Would be great to get some more info how this can be prevented! Thanks
Now https://github.com/ray-project/ray/pull/45071 is merged, Data can use it to get object size
Verified this issue is now fixed by #45272 with the pyarrow object extension, we support saving objects directly in PyArrow tables, and size reporting is correct.
This issue isn't entirely fixed.
While it's true that this is no longer an issue if the blocks are Arrow table, you'll still run into the issue if the blocks are pandas tables. This can happen if you use the "pandas" batch format, or if you use APIs like drop_columns that use the "pandas" batch format under-the-hood.
Here's a simple repro:
import ray
def generate_data(batch):
for _ in range(8):
yield {"data": [[b"\x00" * 128 * 1024 * 1024]]}
ds = (
ray.data.range(1, override_num_blocks=1)
.map_batches(generate_data, batch_size=1)

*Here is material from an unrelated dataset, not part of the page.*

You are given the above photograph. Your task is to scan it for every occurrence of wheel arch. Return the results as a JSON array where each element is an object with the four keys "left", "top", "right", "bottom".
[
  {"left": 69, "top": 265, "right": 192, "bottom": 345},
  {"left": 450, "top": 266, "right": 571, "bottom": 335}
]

.map_batches(lambda batch: batch, batch_format=...)
)
for bundle in ds.iter_internal_ref_bundles():
print(f"num_rows={bundle.num_rows()} size_bytes={bundle.size_bytes()}")
Output with pandas:
num_rows=8 size_bytes=192
Output with PyArrow:
num_rows=1 size_bytes=134217748
num_rows=1 size_bytes=134217748
num_rows=1 size_bytes=134217748
num_rows=1 size_bytes=134217748
num_rows=1 size_bytes=134217748
num_rows=1 size_bytes=134217748
num_rows=1 size_bytes=134217748
num_rows=1 size_bytes=134217748
I'm going to create a new issue just to track the Pandas part in particular (and clean up this thread)